About this lesson
FMEA preparation normally follows a structured process and uses a standard format. Many organizations will take an industry standard process or format and customize it based upon their local organization structure and practices. However, the major steps still occur in the same sequence.
When to use
Whenever completing an FMEA analysis, use your organization’s process and formats. If your organization does not have its own procedure and formats, use the ones presented in this course.
FMEA analysis follows a common process or sequence of steps.
- Select the product, system, or process to be analyzed. Ensure boundaries are clear so the team stays focused.
- Identify the FMEA team and schedule meetings. Based upon the scope of the analysis, subject matter experts should be selected.
- Diagram the product or process and decompose it. Design FMEAs are normally diagrammed with functional block diagrams. Process FMEAs are normally diagrammed with a process map.
- Determine function and failures for each element in the diagram. A diagram element can have multiple functions and they should be listed separately. Each function can have multiple failures and they should be listed separately.

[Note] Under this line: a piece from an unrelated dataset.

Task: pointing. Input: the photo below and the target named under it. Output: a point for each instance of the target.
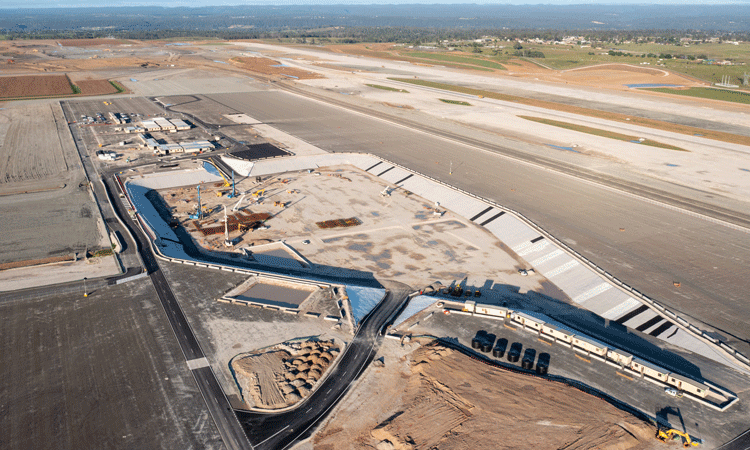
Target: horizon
(47, 4)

- Analyze each failure mode for severity, probability of occurrence, and capability to detect it. Combine the three scores into a RPN value. If appropriate, aggregate elements into sub-system or processes and repeat the analysis. The level of aggregation is a judgement call by the team.
- Implement mitigation where appropriate. After the mitigation, the failure mode should be rescored based upon the changed process.
- Document results of the analysis. On the one hand, you should be documenting everything as you go in the form. But when the analysis is complete, date and revision control it. It should then accompany the product or process design package.
These steps align with fields in the typical or generic Design FMEA and Process FMEA formats.
Hints & tips
- Follow your organization’s process and use your organization’s forms. If they don’t exist, the ones in this course are good examples of typical steps and forms.
- Pick your team based upon what is in scope for the analysis. That is why the analysis boundaries are set before the team is selected.
- Some organizations don’t rescore after mitigation – that is a mistake.
- The level of decomposition is a judgement call. Try to decompose so that each functional block performs one or two steps significant to the customer. If the block is a subsystem, treat it like it is a single component.